First, import the Vowpal Wabbit Python package for this tutorial:
import vowpalwabbit
Next, we create an instance of Vowpal Wabbit, and pass the quiet=True
option to avoid diagnostic information output to stdout
location:
model = vowpalwabbit.Workspace(quiet=True)
For this tutorial scenario, we want Vowpal Wabbit to help us predict whether or not our house will require a new roof in the next 10 years.
To create some examples, we use the Vowpal Wabbit text format and then learn on them:
train_examples = [
"0 | price:.23 sqft:.25 age:.05 2006",
"1 | price:.18 sqft:.15 age:.35 1976",
"0 | price:.53 sqft:.32 age:.87 1924",
]
for example in train_examples:
model.learn(example)
Note: For more details on Vowpal Wabbit input format and feature hashing techniques see the Linear Regression Tutorial.

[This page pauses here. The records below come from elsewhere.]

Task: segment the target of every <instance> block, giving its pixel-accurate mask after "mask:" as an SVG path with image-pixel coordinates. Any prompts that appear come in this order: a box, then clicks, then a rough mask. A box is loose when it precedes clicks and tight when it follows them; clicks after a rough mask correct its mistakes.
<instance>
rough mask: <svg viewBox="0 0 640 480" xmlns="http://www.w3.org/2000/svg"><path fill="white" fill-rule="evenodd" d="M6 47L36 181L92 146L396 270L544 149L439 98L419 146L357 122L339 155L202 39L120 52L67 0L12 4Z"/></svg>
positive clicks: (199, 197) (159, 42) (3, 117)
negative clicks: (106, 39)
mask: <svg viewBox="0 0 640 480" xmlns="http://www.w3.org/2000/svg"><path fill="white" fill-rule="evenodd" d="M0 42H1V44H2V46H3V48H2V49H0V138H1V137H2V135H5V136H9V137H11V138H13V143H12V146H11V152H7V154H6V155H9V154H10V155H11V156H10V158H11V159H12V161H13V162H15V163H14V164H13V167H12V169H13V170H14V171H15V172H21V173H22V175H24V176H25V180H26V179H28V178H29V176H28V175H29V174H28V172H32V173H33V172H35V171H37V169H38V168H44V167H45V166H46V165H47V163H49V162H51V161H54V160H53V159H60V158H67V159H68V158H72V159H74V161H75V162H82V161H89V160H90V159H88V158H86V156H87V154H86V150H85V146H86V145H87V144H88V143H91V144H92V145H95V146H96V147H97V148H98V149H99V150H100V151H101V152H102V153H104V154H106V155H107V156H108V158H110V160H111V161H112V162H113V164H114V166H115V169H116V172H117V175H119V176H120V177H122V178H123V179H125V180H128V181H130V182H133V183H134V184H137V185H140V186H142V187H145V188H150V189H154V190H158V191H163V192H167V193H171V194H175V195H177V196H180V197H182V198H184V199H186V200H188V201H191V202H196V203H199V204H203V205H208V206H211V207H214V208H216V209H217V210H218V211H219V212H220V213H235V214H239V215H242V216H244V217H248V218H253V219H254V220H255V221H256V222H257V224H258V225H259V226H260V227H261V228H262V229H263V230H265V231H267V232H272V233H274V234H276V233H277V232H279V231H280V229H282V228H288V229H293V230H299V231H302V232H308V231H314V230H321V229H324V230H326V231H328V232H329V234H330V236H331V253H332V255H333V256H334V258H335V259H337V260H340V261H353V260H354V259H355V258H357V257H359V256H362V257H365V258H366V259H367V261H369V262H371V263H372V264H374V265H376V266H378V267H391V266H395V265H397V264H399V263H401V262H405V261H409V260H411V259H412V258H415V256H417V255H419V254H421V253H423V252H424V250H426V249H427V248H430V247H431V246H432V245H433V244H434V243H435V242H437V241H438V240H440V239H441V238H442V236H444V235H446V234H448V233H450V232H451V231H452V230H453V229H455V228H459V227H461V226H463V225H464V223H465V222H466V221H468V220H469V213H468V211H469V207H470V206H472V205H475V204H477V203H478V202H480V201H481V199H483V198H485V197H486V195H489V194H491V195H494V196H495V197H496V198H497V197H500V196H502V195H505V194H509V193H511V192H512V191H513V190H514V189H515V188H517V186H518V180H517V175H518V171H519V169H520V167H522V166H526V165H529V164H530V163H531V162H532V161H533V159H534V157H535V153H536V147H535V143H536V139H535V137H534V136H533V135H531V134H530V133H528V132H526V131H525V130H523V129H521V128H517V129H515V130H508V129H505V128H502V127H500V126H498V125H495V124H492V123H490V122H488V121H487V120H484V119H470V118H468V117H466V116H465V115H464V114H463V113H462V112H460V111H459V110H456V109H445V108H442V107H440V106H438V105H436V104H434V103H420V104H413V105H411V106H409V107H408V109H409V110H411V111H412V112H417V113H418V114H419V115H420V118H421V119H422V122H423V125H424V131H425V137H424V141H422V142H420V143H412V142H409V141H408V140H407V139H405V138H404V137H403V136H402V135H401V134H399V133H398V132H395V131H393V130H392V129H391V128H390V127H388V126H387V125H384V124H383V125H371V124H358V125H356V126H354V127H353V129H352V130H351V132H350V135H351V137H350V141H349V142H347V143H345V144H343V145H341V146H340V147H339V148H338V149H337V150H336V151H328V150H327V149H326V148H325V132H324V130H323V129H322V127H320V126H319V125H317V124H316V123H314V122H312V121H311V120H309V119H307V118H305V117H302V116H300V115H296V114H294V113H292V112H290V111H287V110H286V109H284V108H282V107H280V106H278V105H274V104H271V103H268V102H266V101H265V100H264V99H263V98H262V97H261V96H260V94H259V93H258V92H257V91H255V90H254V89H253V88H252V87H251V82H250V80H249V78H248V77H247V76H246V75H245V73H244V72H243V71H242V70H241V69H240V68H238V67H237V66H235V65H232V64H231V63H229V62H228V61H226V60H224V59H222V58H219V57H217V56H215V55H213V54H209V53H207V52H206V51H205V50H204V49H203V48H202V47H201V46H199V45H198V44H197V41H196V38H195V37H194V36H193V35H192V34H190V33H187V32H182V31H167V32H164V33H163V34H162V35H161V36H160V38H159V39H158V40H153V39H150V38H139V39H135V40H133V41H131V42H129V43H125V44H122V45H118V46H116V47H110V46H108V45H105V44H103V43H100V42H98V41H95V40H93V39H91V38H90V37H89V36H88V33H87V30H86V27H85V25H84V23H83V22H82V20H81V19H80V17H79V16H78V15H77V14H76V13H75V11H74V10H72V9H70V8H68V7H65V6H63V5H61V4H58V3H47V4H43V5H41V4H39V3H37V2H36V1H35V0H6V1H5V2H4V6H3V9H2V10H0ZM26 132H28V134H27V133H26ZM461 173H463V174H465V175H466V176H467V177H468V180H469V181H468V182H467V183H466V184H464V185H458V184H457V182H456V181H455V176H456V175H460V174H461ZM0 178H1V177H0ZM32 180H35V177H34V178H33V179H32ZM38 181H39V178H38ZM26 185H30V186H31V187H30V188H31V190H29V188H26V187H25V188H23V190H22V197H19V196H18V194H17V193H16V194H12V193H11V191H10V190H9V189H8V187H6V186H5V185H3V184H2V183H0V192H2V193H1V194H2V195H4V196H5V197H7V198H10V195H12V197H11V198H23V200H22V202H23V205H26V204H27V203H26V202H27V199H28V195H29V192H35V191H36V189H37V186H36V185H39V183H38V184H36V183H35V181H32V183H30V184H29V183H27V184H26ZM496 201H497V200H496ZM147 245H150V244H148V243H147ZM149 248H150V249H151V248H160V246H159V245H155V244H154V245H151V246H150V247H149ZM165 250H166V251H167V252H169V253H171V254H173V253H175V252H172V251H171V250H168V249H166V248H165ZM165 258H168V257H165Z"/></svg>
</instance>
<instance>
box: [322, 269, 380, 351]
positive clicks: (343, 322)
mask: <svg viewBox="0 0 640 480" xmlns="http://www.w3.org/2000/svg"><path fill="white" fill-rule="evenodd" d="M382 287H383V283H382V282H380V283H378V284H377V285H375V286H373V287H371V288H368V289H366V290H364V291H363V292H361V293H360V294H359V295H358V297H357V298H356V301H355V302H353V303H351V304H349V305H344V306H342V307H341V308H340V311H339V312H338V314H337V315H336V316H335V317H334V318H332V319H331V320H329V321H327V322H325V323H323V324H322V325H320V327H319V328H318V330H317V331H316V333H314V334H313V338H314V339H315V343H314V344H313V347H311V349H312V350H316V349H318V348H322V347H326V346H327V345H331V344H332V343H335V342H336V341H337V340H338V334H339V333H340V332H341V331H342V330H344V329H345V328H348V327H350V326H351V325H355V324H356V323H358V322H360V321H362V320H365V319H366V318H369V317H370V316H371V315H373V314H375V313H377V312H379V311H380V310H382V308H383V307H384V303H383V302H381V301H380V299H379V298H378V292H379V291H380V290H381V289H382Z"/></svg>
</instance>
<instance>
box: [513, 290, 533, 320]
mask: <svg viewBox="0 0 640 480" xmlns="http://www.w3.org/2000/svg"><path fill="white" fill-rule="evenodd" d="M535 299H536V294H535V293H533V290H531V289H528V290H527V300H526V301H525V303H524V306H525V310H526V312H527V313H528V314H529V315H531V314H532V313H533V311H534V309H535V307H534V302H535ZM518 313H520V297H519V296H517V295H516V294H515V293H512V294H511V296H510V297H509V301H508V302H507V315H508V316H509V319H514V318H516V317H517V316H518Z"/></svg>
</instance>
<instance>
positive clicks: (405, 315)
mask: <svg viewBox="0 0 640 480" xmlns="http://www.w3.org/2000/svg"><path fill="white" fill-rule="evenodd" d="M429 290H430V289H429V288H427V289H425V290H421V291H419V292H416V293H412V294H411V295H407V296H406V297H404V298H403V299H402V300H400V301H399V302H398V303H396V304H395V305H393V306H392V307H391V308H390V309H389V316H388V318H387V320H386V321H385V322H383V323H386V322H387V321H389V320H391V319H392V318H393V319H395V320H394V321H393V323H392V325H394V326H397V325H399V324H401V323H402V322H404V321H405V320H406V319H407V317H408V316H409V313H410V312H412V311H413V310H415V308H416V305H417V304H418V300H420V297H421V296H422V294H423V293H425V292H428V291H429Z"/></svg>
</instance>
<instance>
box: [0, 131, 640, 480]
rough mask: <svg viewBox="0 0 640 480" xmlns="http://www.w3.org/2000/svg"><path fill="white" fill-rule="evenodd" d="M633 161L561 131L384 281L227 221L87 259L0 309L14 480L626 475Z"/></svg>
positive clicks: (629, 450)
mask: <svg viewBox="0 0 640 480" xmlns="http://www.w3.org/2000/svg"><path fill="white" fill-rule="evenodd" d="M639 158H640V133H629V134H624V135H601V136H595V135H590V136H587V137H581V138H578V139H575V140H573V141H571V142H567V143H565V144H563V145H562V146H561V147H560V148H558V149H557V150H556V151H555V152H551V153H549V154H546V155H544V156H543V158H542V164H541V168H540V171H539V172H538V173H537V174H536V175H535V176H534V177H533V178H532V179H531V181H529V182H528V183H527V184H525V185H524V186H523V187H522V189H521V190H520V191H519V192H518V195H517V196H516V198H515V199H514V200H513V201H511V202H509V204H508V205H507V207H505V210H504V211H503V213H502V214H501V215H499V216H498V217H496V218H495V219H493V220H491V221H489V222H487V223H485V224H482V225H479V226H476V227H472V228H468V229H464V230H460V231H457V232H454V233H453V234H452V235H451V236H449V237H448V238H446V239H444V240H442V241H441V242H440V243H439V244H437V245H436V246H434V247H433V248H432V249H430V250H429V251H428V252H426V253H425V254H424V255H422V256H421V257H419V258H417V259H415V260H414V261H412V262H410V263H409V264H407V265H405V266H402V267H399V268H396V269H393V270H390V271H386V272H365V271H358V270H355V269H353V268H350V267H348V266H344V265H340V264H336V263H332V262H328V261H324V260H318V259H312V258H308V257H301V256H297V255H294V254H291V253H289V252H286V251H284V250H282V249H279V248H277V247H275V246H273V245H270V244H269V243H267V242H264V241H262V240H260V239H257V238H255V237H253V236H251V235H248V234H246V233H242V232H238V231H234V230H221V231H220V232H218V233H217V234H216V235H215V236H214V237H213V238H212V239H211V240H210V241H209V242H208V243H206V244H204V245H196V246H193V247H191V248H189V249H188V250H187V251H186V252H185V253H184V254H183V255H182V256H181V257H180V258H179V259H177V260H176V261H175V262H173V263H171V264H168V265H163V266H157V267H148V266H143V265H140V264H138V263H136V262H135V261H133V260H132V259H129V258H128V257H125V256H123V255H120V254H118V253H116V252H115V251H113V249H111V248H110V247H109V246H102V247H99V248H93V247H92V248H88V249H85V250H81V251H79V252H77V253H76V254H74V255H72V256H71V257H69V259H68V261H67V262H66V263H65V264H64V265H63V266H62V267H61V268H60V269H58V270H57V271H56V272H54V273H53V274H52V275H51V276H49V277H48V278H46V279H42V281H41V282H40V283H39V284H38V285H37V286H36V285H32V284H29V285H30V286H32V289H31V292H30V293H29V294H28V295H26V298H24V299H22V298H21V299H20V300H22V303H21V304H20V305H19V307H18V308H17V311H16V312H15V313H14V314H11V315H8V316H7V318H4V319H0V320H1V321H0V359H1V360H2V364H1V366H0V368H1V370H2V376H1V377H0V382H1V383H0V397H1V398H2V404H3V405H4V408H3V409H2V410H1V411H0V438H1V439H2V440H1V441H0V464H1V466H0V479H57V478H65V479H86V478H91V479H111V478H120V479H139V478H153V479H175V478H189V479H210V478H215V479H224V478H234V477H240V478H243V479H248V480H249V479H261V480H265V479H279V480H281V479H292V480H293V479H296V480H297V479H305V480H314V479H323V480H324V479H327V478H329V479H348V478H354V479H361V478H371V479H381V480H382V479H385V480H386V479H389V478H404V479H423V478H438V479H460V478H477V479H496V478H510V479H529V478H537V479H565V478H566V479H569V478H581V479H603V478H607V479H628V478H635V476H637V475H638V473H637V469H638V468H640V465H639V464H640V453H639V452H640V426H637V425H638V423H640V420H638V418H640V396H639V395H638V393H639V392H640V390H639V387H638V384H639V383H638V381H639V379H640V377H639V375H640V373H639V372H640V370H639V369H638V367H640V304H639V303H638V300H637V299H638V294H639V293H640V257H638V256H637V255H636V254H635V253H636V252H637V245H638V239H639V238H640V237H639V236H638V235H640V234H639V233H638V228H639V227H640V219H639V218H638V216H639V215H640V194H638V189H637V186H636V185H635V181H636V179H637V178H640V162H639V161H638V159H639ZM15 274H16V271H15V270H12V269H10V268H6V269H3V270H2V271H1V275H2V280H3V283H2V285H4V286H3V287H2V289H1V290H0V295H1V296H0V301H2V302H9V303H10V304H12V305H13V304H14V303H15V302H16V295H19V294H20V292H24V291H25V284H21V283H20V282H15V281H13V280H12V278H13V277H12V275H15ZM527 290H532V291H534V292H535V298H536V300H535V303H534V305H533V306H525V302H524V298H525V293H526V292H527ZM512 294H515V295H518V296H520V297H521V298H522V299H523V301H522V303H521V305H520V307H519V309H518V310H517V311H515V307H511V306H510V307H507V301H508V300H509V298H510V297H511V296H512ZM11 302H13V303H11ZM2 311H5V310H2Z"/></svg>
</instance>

Now, we create a test_example
to use for prediction:
test_example = "| price:.46 sqft:.4 age:.10 1924"
prediction = model.predict(test_example)
print(prediction)
The model predicted a value of 0. According to our learning model, our house will not need a new roof in the next 10 years (at least that is the result from just three examples we used in our training dataset).